I preferred the second ballet, 'Imminent', which was more balletic, girls in slips and lads in vests and pants. They danced round the stage, leaping and posing, inter-changing duos as some ran on and some ran off and then got together as an ensemble again. It was a more 'traditional' piece so felt more familiar, less manic than the first dance. I thought it was beautiful.

The final piece was 'Chacona' and they'd saved the best till last. The music was by Bach but played by a piano, a violin and a guitar and that was really effective. As with the other two works, all the dancers were involved, dressed in black with dramatic lighting.
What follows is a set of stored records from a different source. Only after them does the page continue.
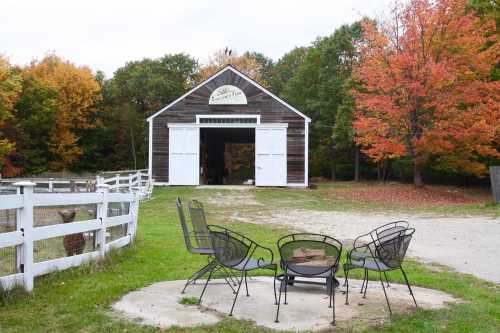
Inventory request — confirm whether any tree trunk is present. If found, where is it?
[130,126,137,170]
[382,160,391,182]
[413,162,424,187]
[354,146,360,182]
[331,143,337,181]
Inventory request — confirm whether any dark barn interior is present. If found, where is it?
[200,128,255,185]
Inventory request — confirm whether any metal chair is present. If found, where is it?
[344,228,418,315]
[344,221,409,298]
[198,225,277,316]
[176,197,234,294]
[275,233,342,325]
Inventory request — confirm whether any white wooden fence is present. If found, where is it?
[0,169,154,200]
[0,180,141,291]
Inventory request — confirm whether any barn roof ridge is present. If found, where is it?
[147,64,311,122]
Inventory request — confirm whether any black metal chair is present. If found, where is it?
[198,225,277,316]
[275,233,342,325]
[176,197,234,294]
[344,221,409,298]
[344,228,418,315]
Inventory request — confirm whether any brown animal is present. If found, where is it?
[58,211,85,256]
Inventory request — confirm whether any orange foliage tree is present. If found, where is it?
[197,48,266,85]
[0,55,22,174]
[24,55,100,171]
[353,0,500,186]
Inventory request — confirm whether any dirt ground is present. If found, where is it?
[201,190,500,283]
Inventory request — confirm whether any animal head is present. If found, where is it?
[57,210,76,223]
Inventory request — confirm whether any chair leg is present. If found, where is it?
[363,269,368,298]
[224,276,236,294]
[326,277,333,308]
[198,269,214,304]
[384,272,391,288]
[181,261,217,294]
[274,275,285,323]
[378,272,392,316]
[283,275,289,305]
[344,270,349,305]
[273,267,278,305]
[222,267,238,286]
[245,271,250,297]
[229,272,246,317]
[400,267,418,308]
[330,275,336,326]
[359,269,368,294]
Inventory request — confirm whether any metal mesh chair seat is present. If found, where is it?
[198,225,278,316]
[176,197,237,293]
[190,248,214,255]
[275,233,342,325]
[362,258,394,272]
[344,226,417,314]
[231,259,276,271]
[350,251,370,260]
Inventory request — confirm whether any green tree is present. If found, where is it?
[265,47,307,95]
[282,22,362,179]
[88,54,198,170]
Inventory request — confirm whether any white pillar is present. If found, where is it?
[14,181,36,292]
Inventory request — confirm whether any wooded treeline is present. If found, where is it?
[0,0,500,185]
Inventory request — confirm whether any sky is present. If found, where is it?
[0,0,391,77]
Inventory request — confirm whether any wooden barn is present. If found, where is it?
[148,65,310,187]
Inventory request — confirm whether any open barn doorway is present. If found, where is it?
[200,128,255,185]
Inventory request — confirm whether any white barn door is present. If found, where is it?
[255,127,287,186]
[168,126,200,185]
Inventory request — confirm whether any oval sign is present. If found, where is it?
[208,85,247,105]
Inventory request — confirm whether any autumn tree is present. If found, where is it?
[354,0,500,186]
[198,48,267,85]
[15,55,100,173]
[0,55,22,173]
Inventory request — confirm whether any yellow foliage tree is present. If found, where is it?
[197,48,266,85]
[0,55,22,170]
[24,55,100,171]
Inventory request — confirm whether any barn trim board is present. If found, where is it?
[147,65,310,187]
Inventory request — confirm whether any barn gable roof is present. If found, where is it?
[147,65,311,122]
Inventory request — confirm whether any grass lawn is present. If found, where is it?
[0,184,500,333]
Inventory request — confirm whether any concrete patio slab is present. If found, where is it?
[113,277,459,331]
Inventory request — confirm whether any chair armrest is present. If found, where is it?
[352,232,372,248]
[255,243,274,267]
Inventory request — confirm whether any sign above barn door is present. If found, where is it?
[208,85,247,105]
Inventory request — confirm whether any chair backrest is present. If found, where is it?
[277,233,342,277]
[375,228,415,268]
[175,197,193,252]
[209,226,253,268]
[189,200,212,248]
[370,221,409,244]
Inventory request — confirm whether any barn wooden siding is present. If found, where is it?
[152,71,305,183]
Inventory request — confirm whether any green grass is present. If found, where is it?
[0,188,500,333]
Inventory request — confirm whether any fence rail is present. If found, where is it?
[0,169,154,200]
[0,179,140,291]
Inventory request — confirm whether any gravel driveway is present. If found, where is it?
[232,210,500,283]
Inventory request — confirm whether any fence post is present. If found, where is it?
[137,171,142,194]
[14,181,36,292]
[49,178,54,193]
[96,184,109,258]
[128,192,140,241]
[128,173,134,192]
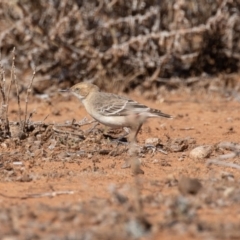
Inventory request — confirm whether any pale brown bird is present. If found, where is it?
[63,82,172,142]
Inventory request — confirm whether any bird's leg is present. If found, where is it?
[128,123,142,144]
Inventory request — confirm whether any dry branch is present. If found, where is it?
[0,0,240,92]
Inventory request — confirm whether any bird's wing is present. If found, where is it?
[94,93,172,118]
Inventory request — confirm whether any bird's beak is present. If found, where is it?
[58,88,71,92]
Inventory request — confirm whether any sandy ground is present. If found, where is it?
[0,86,240,240]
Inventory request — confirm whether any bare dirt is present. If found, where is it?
[0,86,240,240]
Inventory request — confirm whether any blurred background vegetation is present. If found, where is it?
[0,0,240,93]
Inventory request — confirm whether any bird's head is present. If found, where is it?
[61,82,99,100]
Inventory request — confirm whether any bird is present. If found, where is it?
[62,82,172,143]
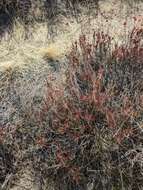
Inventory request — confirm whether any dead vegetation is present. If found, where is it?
[0,2,143,190]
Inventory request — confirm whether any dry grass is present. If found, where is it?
[0,1,143,190]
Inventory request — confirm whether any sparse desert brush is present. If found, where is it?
[29,28,143,190]
[2,28,143,190]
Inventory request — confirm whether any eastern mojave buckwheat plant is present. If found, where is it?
[0,28,143,190]
[0,0,143,190]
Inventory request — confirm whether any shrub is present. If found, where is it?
[33,28,143,189]
[2,28,143,190]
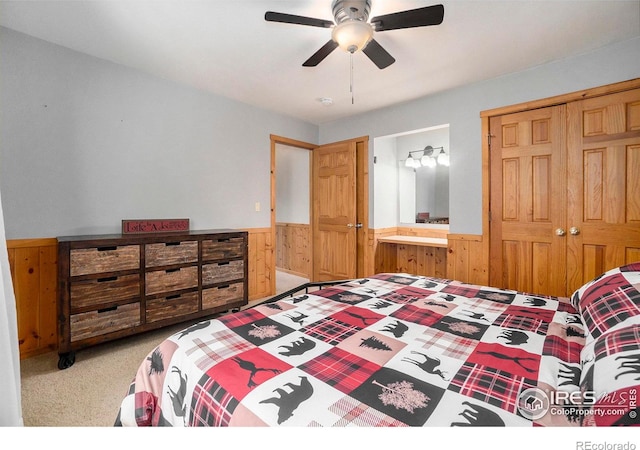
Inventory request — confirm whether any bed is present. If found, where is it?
[115,263,640,427]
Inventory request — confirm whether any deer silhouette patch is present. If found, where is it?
[260,377,313,425]
[451,402,505,427]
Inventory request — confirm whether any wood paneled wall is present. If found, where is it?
[276,222,311,278]
[447,234,489,286]
[7,239,58,359]
[246,228,276,300]
[369,227,448,278]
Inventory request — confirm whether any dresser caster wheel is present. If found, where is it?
[58,352,76,370]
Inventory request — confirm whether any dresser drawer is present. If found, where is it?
[146,292,198,322]
[202,237,244,261]
[145,266,198,295]
[202,283,244,309]
[70,273,140,311]
[202,260,244,285]
[70,302,140,342]
[144,241,198,267]
[69,245,140,277]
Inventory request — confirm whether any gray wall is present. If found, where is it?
[0,27,640,239]
[319,38,640,234]
[0,27,318,239]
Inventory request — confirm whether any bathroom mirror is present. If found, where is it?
[396,126,449,224]
[373,125,450,228]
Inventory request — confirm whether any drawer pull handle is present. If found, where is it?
[98,277,118,283]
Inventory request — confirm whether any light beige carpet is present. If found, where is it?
[20,272,308,427]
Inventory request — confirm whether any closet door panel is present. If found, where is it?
[490,105,566,295]
[567,89,640,295]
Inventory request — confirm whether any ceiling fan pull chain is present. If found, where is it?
[349,53,354,105]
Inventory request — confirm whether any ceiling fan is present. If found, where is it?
[264,0,444,69]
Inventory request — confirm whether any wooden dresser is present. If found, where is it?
[58,230,248,369]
In the first movement the dancers formed a 'wall' that moved every so often and Alessandra Ferri and Carlos Acosta moved through the 'wall' as they danced together, backward and forward from one side of the stage to the other. Alessandra is aged 58 and Carlos is 48 but you'd never guess. It was a joy to see them together and he effortlessly lifted her high into the air.

Then the ballet lads and lasses took over, pulling dramatic shapes in the dramatic lighting, moving together and then splitting into four rows of four dancers to dance and writhe in their personalised lighting before joining together again. It really was a dazzling performance of movement and sound. I hope to see it again one day.